For this week, we had to design our own small 3D object that would later be 3D printed. I wanted to create something useful but was limited by the object's size (maximum of 5 cm). One idea I considered was creating a small measuring tool for 1 tsp and 1 tbsp, as I cook quite often. However, I realized that the porous properties of 3D printing materials make them unsuitable for food-related tools. That was pointed out after the 3D print was done but at least I experimented with new techniques in Fusion 360 and practiced printing on a 3D printer, I guess.

To create a 3D model of the cooking measure tool, I used Fusion 360. Firstly, I chose parameters for a box shape with a height of 25 mm, a width of 38 mm, and a length of 50 mm. The idea was to create a hollow space inside the box with a volume of 15 cm³. To achieve this, I created a box with the mentioned parameters using the Box tool. To create the dent, it is possible to create a sketch on top of the box and draw the edges of the measuring tool model. After that, by using the Extrude tool, a hole with a depth of 20 mm can be created. To create an inclined surface, you can sketch a line that halves the plane of the inner side of the model and extrude it to a width decreased by the wall width of the model to achieve the desired shape.

Most importantly, the inner part must be able to hold 15 cm³ (1 tbsp) and separate 5 cm³ (1 tsp). To achieve this, we can use the Boundary Fill tool, but as the name suggests, boundaries need to be created. The first boundary is the tool itself. To create upper boundaries, it is possible to use the Offset Plane tool in the Construct section on top of the model (and below the top of the model to measure 5 cm³). After clicking the Boundary Fill feature, as you can see in the right picture above, boundaries (Select Tools) and hollow space (Select Cells) must be selected to create a new body.
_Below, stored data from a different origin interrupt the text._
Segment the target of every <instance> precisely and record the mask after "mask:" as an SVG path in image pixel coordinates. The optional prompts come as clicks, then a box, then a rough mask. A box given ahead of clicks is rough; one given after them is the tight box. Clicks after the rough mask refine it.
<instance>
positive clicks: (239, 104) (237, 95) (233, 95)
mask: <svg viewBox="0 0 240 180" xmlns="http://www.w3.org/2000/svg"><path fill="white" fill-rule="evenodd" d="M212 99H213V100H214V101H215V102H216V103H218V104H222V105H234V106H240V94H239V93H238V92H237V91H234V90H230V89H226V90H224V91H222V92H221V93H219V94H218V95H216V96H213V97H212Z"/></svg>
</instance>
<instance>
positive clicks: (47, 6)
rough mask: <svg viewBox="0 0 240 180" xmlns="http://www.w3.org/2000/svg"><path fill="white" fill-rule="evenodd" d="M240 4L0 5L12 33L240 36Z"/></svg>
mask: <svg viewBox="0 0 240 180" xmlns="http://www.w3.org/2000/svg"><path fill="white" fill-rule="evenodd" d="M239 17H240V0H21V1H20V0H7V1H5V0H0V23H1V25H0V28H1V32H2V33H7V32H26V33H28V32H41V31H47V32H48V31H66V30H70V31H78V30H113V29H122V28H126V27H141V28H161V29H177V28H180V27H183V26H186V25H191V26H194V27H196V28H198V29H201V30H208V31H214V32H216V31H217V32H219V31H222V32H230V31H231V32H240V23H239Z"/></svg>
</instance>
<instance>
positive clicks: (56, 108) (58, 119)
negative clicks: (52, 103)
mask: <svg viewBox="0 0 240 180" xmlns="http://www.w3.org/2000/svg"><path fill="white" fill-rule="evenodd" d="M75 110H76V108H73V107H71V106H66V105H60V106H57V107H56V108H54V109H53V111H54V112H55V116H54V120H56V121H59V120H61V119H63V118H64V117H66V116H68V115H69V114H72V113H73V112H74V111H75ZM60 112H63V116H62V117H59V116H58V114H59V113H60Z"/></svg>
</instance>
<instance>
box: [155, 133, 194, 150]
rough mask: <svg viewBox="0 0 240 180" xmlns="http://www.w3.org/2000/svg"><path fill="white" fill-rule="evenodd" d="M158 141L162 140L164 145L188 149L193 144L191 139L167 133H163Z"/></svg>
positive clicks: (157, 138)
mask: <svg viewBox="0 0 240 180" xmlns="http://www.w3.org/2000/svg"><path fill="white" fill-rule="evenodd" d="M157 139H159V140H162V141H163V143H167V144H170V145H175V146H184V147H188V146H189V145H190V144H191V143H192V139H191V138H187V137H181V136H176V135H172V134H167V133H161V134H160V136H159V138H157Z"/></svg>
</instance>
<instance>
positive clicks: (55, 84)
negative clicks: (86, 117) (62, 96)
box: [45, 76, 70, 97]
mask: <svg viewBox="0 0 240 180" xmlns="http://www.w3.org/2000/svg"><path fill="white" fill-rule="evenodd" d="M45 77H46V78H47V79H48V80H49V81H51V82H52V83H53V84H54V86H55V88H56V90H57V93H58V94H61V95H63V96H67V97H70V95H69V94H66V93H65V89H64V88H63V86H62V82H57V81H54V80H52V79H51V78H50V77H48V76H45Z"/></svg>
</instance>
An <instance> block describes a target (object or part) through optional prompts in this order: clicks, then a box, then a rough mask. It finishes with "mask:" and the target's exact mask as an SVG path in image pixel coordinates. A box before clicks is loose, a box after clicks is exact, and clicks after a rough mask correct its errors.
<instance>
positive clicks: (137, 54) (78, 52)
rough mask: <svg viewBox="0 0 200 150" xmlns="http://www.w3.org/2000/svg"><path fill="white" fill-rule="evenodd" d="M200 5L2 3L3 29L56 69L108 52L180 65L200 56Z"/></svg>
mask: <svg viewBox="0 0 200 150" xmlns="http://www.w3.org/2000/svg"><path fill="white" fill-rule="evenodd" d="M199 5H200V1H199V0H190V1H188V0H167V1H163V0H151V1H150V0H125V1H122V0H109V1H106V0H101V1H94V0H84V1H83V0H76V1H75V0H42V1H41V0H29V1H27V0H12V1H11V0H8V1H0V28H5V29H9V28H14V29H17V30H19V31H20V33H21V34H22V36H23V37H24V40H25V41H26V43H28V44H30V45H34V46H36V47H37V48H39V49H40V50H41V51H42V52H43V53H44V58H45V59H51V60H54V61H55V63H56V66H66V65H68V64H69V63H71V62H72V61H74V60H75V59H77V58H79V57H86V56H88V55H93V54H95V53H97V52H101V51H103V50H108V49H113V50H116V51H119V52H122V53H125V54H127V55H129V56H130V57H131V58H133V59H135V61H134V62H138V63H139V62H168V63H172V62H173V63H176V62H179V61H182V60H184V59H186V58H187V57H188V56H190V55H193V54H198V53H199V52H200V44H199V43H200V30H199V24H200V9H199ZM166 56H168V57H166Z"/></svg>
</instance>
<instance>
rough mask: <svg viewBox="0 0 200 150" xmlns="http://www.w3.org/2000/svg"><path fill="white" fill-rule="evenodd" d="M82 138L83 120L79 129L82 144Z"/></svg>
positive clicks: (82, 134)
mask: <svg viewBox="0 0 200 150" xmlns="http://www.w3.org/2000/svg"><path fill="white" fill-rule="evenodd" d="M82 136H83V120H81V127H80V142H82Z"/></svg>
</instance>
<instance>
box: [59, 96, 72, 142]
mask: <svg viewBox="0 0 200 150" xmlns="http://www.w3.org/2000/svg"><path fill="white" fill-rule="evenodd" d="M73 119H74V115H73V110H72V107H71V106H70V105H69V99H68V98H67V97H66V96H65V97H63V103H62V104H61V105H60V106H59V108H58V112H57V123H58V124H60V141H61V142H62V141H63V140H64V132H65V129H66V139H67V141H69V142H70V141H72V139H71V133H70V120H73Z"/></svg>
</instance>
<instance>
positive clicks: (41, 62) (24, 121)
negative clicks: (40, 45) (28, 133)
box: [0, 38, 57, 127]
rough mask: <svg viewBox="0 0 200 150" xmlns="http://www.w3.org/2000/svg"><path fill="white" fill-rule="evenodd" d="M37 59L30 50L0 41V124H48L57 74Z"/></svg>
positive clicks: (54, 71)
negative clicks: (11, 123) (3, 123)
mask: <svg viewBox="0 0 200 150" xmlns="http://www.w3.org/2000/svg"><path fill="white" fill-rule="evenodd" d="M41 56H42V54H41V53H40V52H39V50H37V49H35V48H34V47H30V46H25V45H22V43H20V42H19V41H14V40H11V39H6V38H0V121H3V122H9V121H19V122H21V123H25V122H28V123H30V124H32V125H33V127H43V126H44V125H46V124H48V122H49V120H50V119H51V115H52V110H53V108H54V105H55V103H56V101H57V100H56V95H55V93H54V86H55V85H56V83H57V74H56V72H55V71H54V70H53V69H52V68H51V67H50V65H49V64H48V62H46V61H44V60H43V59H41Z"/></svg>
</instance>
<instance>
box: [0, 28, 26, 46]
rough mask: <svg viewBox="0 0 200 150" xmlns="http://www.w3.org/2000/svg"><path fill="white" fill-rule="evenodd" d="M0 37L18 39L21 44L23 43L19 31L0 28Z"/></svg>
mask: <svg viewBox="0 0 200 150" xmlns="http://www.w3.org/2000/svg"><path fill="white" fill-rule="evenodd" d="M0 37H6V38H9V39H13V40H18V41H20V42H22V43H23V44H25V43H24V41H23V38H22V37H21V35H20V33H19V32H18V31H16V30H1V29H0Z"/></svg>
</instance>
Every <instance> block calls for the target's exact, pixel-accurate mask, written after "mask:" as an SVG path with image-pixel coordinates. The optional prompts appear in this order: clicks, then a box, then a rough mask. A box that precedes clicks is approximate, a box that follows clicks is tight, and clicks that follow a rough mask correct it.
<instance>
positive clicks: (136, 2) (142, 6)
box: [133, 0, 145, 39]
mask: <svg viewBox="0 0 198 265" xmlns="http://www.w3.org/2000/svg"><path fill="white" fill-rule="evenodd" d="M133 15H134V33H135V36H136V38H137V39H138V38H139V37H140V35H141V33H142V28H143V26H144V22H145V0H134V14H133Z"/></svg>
You can change the body material to water, etc., and check its volume using Properties. After that, you can easily create text and a threshold that indicates 1 tsp on the inclined surface by creating a sketch on it. Specifically by drawing lines (Line tool) and writing text (Text tool), which can then be sunk in using the Extrude tool. It is possible to finish it with some final touches using the Fillet tool. And that's it.

I didn't work on the 3D printer myself as the 3D print was already printed when I have arrived. To be able to print the model on the 3D printer, you have to export it in recommended format, .3mf in this case. After that it is possible to tune printing parameters beforehand in some slicer software. When ready, the 3D model is sent to the printer. Before starting the procedure it is important to check if the working space is clean, heated etc. Right fillament needs to be chosen, in my case, it was PET-G. my final work was printed on one of the Bambulab A1 printers.